Recipe by the_cookie_lady
Oh boy! I can't wait to make these! They come from Better Homes and Gardens' "Old-Fashioned Home Baking." Prep time is a guess and cook time includes the 5 minutes of cooling at the end before you can bite into these scrumptious-looking muffins!
- 1 1⁄2 cups cranberries
- 3⁄4 cup sugar
- 1⁄4 teaspoon ground nutmeg
- 1 3⁄4 cups all-purpose flour
- 1⁄3 cup sugar
- 1⁄3 cup chopped walnuts or 1⁄3 cup pecans
- 2 teaspoons baking powder
- 1⁄4 teaspoon salt
- 1 beaten egg
- 3⁄4 cup milk
- 1⁄4 cup cooking oil
- 1⁄2 teaspoon finely shredded lemon peel
Directions See How It's Made
- Grease twelve 2 1/2-inch muffin cups or line them with paper bake cups. Set muffin cups aside.
- In a small covered saucepan, cook cranberries and the 3/4 cup sugar over low heat just until mixture starts to form juice, stirring occasionally. Uncover and heat to boiling, stirring frequently. Boil gently, uncovered, about 5 minutes or until berries pop. Stir in nutmeg. Divide the cranberry mixture evenly among the prepared muffin cups. Set muffin cups aside.

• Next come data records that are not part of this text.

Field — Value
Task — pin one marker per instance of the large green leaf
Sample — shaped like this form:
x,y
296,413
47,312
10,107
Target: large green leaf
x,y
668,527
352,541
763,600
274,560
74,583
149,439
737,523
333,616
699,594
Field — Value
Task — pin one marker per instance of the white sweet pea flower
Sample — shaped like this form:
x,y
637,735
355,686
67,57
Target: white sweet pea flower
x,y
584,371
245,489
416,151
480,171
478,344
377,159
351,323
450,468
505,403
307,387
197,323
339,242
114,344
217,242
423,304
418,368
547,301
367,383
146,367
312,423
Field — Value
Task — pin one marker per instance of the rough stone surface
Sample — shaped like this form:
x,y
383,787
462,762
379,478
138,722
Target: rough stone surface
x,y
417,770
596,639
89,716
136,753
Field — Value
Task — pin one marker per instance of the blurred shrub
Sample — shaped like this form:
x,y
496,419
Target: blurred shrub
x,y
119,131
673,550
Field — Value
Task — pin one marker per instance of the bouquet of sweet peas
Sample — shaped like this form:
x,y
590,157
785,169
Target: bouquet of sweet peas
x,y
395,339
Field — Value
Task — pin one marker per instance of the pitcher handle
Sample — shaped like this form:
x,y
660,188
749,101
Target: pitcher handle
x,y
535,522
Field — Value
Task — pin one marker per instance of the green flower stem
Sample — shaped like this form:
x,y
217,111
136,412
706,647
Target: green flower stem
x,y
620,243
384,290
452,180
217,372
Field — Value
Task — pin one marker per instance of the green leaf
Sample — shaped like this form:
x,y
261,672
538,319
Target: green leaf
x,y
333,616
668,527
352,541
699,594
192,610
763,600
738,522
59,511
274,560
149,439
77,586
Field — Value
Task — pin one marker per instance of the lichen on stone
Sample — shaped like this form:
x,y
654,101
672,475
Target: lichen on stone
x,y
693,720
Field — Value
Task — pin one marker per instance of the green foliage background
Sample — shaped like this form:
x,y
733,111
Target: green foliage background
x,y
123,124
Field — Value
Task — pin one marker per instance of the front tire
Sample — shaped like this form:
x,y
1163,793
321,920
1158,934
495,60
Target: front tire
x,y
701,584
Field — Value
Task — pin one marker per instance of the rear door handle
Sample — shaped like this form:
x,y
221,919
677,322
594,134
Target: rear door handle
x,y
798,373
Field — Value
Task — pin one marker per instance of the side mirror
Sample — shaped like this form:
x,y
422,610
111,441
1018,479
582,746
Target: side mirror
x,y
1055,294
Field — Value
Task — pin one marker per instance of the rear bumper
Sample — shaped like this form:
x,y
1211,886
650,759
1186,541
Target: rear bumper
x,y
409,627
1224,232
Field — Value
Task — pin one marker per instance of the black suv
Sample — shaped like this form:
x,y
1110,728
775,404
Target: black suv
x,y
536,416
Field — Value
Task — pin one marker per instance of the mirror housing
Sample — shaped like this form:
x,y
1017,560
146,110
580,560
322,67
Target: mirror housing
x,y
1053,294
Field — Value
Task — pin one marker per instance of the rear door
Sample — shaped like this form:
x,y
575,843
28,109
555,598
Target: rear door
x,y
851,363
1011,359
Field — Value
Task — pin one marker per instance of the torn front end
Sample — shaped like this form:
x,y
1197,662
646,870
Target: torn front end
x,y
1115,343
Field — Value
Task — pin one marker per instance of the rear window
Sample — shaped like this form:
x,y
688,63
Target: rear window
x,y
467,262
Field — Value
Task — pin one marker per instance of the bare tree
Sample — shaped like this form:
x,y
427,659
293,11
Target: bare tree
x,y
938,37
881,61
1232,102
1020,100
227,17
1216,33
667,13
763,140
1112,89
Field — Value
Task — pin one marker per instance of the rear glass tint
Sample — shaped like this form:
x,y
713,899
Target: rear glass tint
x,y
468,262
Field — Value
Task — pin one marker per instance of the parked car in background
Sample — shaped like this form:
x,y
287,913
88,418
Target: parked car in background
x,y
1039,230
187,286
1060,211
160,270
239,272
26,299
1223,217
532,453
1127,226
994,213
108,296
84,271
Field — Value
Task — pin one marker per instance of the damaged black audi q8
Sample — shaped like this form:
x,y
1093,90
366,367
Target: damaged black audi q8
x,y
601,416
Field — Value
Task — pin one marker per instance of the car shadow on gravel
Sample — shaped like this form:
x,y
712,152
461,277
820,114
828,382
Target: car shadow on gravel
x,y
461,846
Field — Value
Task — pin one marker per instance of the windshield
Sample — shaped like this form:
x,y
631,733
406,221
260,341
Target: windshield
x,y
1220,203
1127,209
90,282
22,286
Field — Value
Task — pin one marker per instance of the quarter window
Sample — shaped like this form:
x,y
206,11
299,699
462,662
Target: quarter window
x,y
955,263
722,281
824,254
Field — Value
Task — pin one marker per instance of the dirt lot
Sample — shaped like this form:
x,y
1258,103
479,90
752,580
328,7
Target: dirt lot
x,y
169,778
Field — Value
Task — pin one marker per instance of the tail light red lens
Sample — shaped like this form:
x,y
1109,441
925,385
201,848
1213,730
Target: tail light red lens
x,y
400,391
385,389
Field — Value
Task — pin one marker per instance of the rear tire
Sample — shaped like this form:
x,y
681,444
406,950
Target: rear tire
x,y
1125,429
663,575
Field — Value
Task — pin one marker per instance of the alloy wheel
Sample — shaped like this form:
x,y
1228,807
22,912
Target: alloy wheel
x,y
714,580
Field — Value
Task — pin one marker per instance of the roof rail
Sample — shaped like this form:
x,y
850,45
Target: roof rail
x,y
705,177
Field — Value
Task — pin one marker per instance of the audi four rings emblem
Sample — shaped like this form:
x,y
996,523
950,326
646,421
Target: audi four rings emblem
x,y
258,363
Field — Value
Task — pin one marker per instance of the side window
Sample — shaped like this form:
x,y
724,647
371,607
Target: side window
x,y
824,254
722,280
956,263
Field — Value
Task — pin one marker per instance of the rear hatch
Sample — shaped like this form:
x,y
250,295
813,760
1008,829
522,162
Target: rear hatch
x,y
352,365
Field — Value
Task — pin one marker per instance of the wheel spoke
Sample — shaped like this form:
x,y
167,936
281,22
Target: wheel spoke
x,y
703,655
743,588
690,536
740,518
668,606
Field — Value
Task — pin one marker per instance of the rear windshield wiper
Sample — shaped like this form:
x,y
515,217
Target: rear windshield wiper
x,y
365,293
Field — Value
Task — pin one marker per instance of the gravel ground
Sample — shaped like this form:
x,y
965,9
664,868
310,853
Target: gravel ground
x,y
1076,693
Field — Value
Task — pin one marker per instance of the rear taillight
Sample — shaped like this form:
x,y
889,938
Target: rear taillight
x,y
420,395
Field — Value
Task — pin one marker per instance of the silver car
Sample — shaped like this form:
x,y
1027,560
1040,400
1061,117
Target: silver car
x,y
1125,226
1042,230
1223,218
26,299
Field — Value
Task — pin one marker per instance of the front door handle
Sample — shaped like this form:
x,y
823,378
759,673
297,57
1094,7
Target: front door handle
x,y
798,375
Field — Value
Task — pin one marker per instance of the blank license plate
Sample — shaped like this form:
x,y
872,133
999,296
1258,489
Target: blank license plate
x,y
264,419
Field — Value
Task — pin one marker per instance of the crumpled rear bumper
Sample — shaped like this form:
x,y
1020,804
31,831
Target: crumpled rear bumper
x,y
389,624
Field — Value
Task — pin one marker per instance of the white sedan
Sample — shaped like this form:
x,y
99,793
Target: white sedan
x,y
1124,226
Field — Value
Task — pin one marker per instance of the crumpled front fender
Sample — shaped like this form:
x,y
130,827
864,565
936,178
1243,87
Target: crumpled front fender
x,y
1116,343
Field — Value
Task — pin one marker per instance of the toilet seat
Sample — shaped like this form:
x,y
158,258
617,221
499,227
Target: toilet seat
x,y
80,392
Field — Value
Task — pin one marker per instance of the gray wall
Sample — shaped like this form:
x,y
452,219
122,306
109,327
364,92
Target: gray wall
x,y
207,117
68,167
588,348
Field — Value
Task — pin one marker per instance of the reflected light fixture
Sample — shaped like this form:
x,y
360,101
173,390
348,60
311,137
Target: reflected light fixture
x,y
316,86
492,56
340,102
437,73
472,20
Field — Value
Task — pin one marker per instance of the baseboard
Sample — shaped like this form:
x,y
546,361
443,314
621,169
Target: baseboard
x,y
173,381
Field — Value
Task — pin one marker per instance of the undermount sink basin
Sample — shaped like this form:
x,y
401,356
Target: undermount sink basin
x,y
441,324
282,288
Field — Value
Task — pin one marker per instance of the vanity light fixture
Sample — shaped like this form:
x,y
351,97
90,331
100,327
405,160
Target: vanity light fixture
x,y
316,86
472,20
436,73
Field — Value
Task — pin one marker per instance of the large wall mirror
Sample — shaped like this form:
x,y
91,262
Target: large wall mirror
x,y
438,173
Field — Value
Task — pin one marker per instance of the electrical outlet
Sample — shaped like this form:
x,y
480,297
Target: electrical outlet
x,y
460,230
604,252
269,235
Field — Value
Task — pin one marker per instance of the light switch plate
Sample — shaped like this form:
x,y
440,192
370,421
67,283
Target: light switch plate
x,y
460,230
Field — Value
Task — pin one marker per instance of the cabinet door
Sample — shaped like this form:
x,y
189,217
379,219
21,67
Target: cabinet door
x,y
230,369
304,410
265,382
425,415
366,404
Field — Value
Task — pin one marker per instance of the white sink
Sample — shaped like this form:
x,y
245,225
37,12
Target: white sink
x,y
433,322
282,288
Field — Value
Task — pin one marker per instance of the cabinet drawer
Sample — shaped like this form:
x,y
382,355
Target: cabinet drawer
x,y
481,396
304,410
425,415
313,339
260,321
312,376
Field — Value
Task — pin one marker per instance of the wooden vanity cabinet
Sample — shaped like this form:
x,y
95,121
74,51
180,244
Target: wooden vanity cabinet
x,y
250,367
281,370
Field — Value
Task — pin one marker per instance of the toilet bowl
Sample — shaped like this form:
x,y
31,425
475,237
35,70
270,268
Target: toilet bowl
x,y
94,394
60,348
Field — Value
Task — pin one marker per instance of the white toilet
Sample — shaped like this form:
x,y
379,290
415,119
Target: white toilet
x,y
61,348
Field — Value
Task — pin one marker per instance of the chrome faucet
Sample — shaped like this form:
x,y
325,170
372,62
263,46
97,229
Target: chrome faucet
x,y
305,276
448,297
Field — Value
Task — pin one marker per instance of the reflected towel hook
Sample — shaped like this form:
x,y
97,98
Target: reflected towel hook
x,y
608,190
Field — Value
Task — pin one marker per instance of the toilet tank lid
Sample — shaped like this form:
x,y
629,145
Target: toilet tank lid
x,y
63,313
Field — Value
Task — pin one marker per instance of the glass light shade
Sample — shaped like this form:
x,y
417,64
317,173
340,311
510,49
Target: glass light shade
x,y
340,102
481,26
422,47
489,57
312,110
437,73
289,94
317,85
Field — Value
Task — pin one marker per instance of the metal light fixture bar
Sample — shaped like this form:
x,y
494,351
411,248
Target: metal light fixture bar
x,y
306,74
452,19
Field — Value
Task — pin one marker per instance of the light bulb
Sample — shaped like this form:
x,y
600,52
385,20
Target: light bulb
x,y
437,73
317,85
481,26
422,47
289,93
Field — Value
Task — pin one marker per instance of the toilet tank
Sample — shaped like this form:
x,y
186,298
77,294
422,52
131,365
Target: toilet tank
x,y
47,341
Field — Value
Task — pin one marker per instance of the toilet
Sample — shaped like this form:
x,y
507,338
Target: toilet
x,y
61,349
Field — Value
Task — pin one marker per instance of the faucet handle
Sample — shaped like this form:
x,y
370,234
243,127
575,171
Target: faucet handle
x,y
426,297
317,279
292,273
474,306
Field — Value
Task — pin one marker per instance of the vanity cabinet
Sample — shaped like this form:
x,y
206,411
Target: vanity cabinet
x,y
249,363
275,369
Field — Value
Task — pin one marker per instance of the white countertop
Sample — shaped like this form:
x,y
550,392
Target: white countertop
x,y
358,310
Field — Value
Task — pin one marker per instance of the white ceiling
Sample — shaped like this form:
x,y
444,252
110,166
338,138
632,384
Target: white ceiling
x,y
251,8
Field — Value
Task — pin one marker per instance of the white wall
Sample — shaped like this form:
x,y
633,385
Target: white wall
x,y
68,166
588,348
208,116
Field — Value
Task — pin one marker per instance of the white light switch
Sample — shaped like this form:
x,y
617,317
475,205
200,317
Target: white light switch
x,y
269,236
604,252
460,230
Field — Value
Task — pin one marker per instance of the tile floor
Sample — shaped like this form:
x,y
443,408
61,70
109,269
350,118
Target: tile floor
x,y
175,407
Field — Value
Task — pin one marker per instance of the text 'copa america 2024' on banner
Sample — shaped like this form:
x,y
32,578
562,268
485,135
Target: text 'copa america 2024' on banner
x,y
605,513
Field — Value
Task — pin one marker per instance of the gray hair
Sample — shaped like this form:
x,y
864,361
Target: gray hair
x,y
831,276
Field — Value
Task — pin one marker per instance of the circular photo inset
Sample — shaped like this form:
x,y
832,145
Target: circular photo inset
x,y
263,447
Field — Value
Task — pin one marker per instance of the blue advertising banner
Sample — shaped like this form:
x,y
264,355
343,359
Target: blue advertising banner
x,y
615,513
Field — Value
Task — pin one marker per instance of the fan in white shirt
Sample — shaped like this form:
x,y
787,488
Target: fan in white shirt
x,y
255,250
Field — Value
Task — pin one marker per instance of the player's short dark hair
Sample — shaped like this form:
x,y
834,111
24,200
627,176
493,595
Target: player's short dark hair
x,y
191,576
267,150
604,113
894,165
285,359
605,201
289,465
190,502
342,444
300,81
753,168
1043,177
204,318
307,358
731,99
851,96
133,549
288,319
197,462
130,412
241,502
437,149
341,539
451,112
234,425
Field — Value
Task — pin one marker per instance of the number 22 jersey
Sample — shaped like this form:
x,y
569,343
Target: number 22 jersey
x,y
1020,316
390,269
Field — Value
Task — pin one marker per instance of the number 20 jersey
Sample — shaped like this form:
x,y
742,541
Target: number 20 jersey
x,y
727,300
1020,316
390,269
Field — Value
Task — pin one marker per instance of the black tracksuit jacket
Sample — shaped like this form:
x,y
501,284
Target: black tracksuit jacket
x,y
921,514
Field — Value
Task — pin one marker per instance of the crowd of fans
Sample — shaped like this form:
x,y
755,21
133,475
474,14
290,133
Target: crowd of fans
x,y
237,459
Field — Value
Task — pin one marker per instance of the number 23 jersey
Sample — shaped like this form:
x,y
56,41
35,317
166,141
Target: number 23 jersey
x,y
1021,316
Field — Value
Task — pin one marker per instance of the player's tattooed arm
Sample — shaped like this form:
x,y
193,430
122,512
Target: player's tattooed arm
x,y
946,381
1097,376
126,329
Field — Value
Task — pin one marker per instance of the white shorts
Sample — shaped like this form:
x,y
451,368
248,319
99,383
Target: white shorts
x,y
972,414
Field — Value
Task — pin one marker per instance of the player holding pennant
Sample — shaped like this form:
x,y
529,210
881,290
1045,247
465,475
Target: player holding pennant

- In a medium mixing bowl, stir together the flour, the 1/3 cup sugar, nuts, baking powder, and salt. Make a well in the center of the dry mixture.
- In another medium mixing bowl, combine egg, milk, cooking oil and lemon peel. Add egg mixture all at once to the dry mixture. Stir just until moistened (batter should be lumpy).
- Spoon batter on top of the cranberry mixture in the muffin cups, filling each 2/3 full.
- Bake in a 400°F oven for about 20 minutes or until done. Cool in muffin cups on a wire rack for 5 minutes. To remove muffins from muffin cups, invert them onto the wire rack.